The poorest and most neglected parts of God’s vineyard that we face today are still those of literal poverty and oppression. The poor are still the nobodies of this world who are without authority and have limited power: women, children, immigrants, refugees, those with physical and mental disabilities, indigenous peoples, increasingly the frail aged and those looking for permanent work: all those who are prevented by discriminatory structures from participating fully in the determination of their own destiny.

Added to the ranks of the vulnerable today is the integrity of the earth. We know more clearly now that when human beings have refused to recognise the interrelatedness of all creation, when the environment has been disregarded, there is a simultaneous creation of a poor underclass. These are the issues and concerns which occupy us today.
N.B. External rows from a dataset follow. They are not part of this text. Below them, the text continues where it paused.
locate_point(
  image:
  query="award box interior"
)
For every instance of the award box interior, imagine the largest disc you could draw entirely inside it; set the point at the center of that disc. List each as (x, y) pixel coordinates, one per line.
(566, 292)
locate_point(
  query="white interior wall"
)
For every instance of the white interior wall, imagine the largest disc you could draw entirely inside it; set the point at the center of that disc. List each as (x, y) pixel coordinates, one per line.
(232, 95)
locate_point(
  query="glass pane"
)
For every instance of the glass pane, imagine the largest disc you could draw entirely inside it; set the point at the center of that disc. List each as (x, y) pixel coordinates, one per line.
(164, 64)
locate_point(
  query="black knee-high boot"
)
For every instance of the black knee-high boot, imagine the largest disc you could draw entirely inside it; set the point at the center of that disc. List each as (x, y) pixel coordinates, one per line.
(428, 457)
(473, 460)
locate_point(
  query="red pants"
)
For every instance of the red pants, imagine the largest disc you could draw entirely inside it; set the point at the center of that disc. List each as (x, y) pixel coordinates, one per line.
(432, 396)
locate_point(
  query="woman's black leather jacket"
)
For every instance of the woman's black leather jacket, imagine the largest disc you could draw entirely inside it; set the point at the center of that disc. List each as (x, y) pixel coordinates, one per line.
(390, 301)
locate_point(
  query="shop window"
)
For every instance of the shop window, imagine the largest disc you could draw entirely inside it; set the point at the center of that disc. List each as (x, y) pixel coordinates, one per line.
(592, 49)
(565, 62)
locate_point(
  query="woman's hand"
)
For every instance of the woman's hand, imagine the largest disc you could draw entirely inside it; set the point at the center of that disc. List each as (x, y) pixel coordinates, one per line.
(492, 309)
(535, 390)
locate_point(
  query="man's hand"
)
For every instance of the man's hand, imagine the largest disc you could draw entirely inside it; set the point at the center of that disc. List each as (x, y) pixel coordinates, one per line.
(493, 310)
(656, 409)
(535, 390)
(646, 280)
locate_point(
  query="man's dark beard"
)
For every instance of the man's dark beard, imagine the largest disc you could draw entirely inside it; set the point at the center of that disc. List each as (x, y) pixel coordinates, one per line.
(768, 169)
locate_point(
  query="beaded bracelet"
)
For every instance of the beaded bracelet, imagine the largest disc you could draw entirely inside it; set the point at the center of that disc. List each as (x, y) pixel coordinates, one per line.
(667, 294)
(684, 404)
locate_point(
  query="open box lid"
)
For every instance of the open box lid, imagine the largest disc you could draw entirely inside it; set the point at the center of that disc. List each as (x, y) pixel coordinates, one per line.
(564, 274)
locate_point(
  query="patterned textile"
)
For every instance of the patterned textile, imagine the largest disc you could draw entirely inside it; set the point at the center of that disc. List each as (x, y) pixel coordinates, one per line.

Neither Mary was called upon to struggle with global warming or the extinction of species. They faced the concrete realities of their day as we do. The mission, though, is the same: to witness actively to that love which builds up God’s kin-dom of justice and compassion; to live a Gospel-imagined life. In practice, it means daily chipping away at the ‘empire’, those pockets of society – whether civil or ecclesial – that are unjust, oppressive, doctrinaire or greedy in the face of others’ unmet basic needs or of earth’s destruction.  It means being creative about subverting the status quo and destabilising the ‘ways of the world.’ The Gospel turns everything upside down.   

Mary MacKillop and Mary of Nazareth knew this truth from the inside out. The kin-dom is about reversal of fortunes. It means living against the grain; it means entering deeply into the paschal mystery where we come to know the character of our God whose power is in ‘weakness.’ Mary of the Cross MacKillop, our saint, has been there before us.  We think she would be right at home in Whanganui. We welcome her compassionate heart among us.  

Catherine Shelton is a  Black Josephite sister, living in Whanganui where she gives retreats and spiritual direction.